Wegen der weiteren Einzelheiten des Parteivorbringens wird auf den vorgetragenen Inhalt der gewechselten Schriftsätze nebst deren Anlagen verwiesen.

5

II.

Die Berufung erweist sich als begründet.

6

Entgegen der Auffassung des LG steht der Klägerin ein Anspruch auf Unterhalt nach §§ 129, 132 KO nicht zu.

7

Abgesehen davon, dass zweifelhaft erscheint, ob die Gläubigerversammlung der M Bewehrungstechnik GmbH & Co. KG am 19.2.1999 mit dem Beschluss zu TOP 8 überhaupt einen Willen dahin gehend zum Ausdruck gebracht hat, einen Unterhaltsanspruch der Klägerin zu begründen (in diesem Beschluss ist, anders als in demjenigen betreffend die Klägerin zu 2 v. 5.2.1999, nicht eine Unterhaltszahlung "gewährt" worden, sondern lediglich dem Konkursverwalter die Genehmigung für Zahlungen erteilt worden), sind beide Beschlüsse, wollte man sie als auf die Bewilligung von Unterhaltszahlungen an die Klägerin bezogen verstehen, jedenfalls unwirksam. Nach § 132 KO kann die Gläubigerversammlung "über eine dem Gemeinschuldner und dessen Familie zu bewilligende Unterstützung" beschließen. Gemeinschuldner der betreffenden Konkursverfahren war aber weder die Klägerin noch deren verstorbener Ehemann, sondern jeweils eine GmbH & Co. KG als entpersonalisierte Personengesellschaft. Eine solche hat keine "Familie", der eine Unterstützung bewilligt werden könnte oder auch nur dürfte.

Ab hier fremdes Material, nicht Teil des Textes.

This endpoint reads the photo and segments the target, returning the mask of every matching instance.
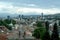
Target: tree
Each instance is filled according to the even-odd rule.
[[[48,21],[46,21],[45,27],[46,27],[46,31],[45,31],[45,34],[44,34],[42,40],[50,40],[50,35],[49,35],[49,31],[48,31],[49,30],[49,22]]]
[[[32,36],[34,36],[37,39],[40,39],[40,31],[39,31],[39,29],[35,29]]]
[[[53,26],[53,33],[51,35],[51,40],[59,40],[57,23],[55,23],[54,26]]]
[[[49,35],[49,32],[48,31],[45,32],[42,40],[50,40],[50,35]]]
[[[42,22],[37,22],[37,28],[33,32],[33,36],[37,39],[42,39],[42,36],[45,32],[45,28],[42,25]]]
[[[45,22],[45,28],[46,28],[46,31],[49,30],[49,22],[48,21]]]

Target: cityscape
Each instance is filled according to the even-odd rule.
[[[59,0],[0,0],[0,40],[60,40],[59,5]]]

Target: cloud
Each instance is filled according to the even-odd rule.
[[[35,4],[23,4],[24,6],[36,6]],[[60,13],[59,8],[33,8],[33,7],[20,7],[20,6],[14,6],[12,3],[4,3],[0,2],[0,13],[17,13],[17,14],[54,14],[54,13]]]

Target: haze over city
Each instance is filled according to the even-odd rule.
[[[0,14],[60,13],[60,0],[0,0]]]

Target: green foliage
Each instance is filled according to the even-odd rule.
[[[55,23],[54,27],[53,27],[53,33],[52,33],[52,36],[51,36],[51,40],[59,40],[59,34],[58,34],[58,28],[57,27],[58,26]]]
[[[42,22],[38,21],[37,22],[37,27],[42,27]]]
[[[48,31],[45,32],[45,34],[42,37],[42,40],[50,40],[50,35]]]
[[[40,38],[40,31],[39,31],[39,29],[35,29],[35,30],[34,30],[33,36],[34,36],[35,38],[37,38],[37,39]]]
[[[44,25],[42,25],[42,22],[37,22],[37,28],[33,32],[33,36],[35,38],[41,38],[43,37],[43,34],[45,33]]]
[[[12,22],[13,25],[16,24],[16,21],[14,21],[12,19],[10,19],[10,20],[9,19],[5,19],[4,22],[7,23],[7,24],[10,24],[11,22]]]
[[[2,24],[2,20],[0,20],[0,26],[2,26],[3,24]]]
[[[6,28],[8,28],[9,30],[12,30],[12,27],[11,26],[9,26],[9,24],[12,22],[12,24],[14,25],[14,24],[16,24],[16,21],[14,21],[14,20],[9,20],[9,19],[5,19],[5,20],[0,20],[0,26],[1,25],[4,25]]]
[[[3,25],[6,27],[6,28],[8,28],[9,30],[12,30],[12,27],[11,26],[9,26],[7,23],[5,23],[4,21],[2,21],[3,23]]]
[[[4,22],[7,23],[7,24],[10,24],[11,20],[5,19]]]

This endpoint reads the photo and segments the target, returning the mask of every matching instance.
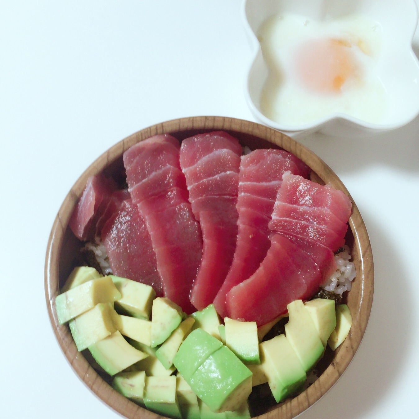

Auch eine entsprechende Anwendung der genannten Vorschriften, wie sie der Klägervertreter in der mündlichen Verhandlung vor dem Senat unter Hinweis auf die "Inhaberschaft" des verstorbenen Ehemanns der Beklagten hinsichtlich der im Konkursverfahren befindlichen Gesellschaften befürwortet hat, kommt nicht in Betracht. Die Befugnisse der Gläubigerversammlung, mithin deren Rechte und Pflichten, sind in der KO enumerativ geregelt (Kilger/K. Schmidt, Insolvenzgesetze, 17. Aufl., § 93 KO Nr. 1). Eine Befugnis, Personen, die nicht zum Adressatenkreis des § 132 KO gehören, Geldzahlungen zu bewilligen, steht der Gläubigerversammlung nicht zu; diese liefe auch dem Zweck der KO (nämlich der geregelten Befriedigung von Gläubigerforderungen in deren Gesamtheit) zuwider.

8

Auch nach der Neuregelung der insolvenzrechtlichen Unterhaltsvorschriften in § 100 InsO kommt eine Unterhaltsgewährung nur zugunsten des "Schuldners und seiner Familie" in Betracht. Diese Norm gilt nur für denjenigen Schuldner, der eine natürliche Person ist, wobei bei einer Gesellschaft ohne Rechtspersönlichkeit (§ 11 Abs. 2 Nr. 1 InsO) die Norm entsprechend für die vertretungsberechtigten persönlich haftenden Gesellschafter gilt, § 101 Abs. 1 Satz 3 InsO. Vertretungsberechtigter persönlich haftender Gesellschafter der hiesigen KG ist jeweils eine Komplementärin, die ihrerseits keine natürliche Person, sondern eine GmbH ist. Auch einer solchen kann weder nach aktueller noch nach damaliger Regelung "Unterhalt" bewilligt werden. Ebenso wenig darf ein Unterhaltsbeschluss für den Geschäftsführer der GmbH (bzw. dessen Familie) gefasst werden (vgl. etwa Uhlenbruck, InsO, 13. Aufl., § 100 Rn. 5; Eickmann, InsO, 4. Aufl., § 100 Rn. 2 und 4; Braun/ Kroth, InsO, 4. Aufl., § 100 Rn. 2; Jaeger/ Schilken, InsO, § 100 Rn. 5 und 10; HambKomm-InsO/ Wendler, 3. Aufl., § 100 Rn. 6). Ein Beschluss, den die Gläubigerversammlung seinem Inhalt nach mangels (enumerativ geregelter) Zuständigkeit nicht fassen darf, ist nichtig und deshalb unbeachtlich (vgl. nur BGH, Beschl. v. 21.7.2011 - IX ZB 128/10, dort Rn. 12, zit. nach [...]).

9

Die Kostenentscheidung folgt § 91 Abs. 1 ZPO, diejenige über die vorläufige Vollstreckbarkeit §§ 708 Nr. 10, 711, 108 Abs. 1 Satz 2 ZPO. Gründe für die Zulassung der Revision (§ 543 ZPO) liegen nicht vor, insbesondere kommt es nicht auf die von der Klägerin thematisierten Fragen der Entscheidungskompetenz des Gläubigerausschusses oder der Bedürftigkeit als Tatbestandsvoraussetzung für Unterhaltszahlungen an.